MASSACHUSETTS - One U.S. state is taking steps to mitigate what some are calling the "silver tsunami" - a wave of thousands of baby boomers selling their businesses as they prepare to retire.
A growing number of baby boomers aren't planning to pass on their businesses to their children, reports Fast Company. Instead, many individuals are choosing to sell to corporations, private equity firms, and large conglomerates to avoid shuttering their life's work. But of course, that often means layoffs and fewer businesses.
Massachusetts is one state that's concerned. It hired two non-profit firms to assist in convincing the owners of the state's 28,000 boomer-run businesses to shift to employee ownership models.

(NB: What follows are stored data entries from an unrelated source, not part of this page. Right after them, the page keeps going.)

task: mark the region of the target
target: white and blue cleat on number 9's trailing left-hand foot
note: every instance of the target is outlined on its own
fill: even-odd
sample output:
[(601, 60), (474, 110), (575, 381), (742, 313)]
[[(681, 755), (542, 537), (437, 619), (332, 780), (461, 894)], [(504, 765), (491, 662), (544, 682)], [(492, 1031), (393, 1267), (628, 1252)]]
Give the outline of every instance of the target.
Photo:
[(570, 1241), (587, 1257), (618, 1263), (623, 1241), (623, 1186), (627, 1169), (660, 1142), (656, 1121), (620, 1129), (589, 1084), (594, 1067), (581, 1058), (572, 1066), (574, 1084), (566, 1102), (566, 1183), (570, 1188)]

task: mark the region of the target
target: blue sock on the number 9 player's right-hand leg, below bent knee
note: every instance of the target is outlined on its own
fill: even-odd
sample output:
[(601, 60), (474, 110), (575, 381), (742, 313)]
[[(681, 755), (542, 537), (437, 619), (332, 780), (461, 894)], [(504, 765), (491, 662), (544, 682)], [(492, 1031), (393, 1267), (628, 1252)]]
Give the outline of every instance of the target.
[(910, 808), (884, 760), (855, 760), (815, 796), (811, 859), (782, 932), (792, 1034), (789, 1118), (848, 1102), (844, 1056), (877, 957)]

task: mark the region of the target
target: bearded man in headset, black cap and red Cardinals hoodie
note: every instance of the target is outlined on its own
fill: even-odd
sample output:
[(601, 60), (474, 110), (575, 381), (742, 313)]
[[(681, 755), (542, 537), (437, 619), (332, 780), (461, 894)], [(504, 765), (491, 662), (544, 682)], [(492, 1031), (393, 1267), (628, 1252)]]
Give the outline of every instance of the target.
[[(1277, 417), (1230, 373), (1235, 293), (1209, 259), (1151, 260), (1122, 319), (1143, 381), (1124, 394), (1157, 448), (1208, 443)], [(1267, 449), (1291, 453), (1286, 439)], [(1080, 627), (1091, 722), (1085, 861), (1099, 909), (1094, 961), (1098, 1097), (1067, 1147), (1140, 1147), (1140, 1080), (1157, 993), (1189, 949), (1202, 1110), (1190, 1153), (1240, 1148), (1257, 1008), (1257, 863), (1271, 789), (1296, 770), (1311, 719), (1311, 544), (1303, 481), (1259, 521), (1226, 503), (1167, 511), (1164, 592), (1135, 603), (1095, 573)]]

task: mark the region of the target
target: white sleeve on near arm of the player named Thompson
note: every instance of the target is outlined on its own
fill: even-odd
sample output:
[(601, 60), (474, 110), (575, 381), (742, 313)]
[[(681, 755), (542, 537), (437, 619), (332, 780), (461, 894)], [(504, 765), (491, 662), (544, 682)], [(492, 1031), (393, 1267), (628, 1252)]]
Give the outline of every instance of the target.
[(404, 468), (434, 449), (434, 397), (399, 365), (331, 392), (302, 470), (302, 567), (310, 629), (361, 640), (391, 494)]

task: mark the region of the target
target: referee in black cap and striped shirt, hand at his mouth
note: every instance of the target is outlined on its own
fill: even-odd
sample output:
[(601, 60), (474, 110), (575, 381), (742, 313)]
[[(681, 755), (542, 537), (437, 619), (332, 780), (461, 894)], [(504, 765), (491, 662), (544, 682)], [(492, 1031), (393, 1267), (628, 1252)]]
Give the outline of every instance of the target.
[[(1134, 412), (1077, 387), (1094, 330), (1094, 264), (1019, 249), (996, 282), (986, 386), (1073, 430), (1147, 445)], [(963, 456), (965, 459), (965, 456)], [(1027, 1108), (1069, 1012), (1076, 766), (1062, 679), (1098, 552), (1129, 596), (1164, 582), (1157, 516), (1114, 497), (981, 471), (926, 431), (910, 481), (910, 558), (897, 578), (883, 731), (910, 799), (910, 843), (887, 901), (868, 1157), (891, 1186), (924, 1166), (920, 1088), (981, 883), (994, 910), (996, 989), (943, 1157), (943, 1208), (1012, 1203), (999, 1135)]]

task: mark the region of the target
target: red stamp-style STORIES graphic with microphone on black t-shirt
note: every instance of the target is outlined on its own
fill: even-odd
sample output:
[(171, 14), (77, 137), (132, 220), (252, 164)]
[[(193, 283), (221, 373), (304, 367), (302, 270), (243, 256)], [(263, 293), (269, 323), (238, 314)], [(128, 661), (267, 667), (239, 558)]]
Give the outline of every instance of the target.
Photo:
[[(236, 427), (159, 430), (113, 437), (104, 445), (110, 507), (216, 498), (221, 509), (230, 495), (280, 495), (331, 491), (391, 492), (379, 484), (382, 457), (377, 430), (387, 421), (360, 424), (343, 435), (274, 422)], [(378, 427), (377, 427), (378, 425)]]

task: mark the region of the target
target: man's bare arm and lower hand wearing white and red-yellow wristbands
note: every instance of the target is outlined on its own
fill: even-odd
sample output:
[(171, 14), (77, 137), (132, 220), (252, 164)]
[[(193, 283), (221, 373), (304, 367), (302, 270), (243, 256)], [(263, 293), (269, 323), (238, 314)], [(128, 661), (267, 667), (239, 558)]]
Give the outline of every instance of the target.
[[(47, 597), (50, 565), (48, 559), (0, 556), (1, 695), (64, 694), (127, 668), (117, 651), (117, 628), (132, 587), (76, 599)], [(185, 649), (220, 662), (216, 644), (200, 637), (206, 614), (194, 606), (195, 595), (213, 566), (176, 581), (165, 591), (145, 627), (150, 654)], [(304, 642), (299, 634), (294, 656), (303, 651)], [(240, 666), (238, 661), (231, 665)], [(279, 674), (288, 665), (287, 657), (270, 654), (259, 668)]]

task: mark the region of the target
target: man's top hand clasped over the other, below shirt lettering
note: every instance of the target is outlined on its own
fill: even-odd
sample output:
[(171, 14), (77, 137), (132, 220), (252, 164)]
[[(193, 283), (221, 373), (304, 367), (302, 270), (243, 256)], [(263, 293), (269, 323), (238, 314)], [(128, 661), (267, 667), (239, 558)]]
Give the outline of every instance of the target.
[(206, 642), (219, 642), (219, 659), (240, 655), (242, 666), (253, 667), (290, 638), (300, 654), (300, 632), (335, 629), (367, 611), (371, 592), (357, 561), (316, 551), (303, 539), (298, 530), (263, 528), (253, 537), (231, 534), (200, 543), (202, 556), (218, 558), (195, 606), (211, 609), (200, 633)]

One type of employee-owned model has seen a big rise in popularity as of late, including in the woodworking industry. Companies belonging to an employee stock ownership plan (ESOP) provide their employees with stock ownership, often at upfront cost to the employees. ESOP shares, however, are part of employees' remuneration for work performed. Shares are allocated to employees and may be held in an ESOP trust until the employee retires or leaves the company. The shares are then either bought back by the company for redistribution or voided.
An ESOP grants favorable tax incentives, including paying little corporate income tax, on the sale. The business also gets to remain independent and keep its distinct culture.
More than 7,000 U.S. companies have gone ESOP, says Forbes. In our industry, wood waste processor Bandit; Whitewood Furniture; surface fabricator and tooling firm Pinske Edge; cabinet firm Mid South Building Supply; Kentwood Office Furniture; and Wisconsin's KI furniture - one of the nation's largest employee-owned firms, have transitioned to ESOP.
Giving employees ownership has a few advantages. Many employees will feel that there's more at stake and as result, be more engaged. Companies with high employee engagement saw 37 percent lower absenteeism, according to Gallup. Gallup also found a 43 percent correlation between engagement levels and turnover. When engagement goes down, turnover goes up. If engagement goes up, turnover goes down.
There is some concern about ESOP models though, as they tend to be complex and expensive - especially for a very small business. Some owners are also hesitant to trust employees with that level of responsibility.
Incentivizing employee-owned models could be especially important today, as data suggests Millennials are starting businesses at the lowest rate of any generation.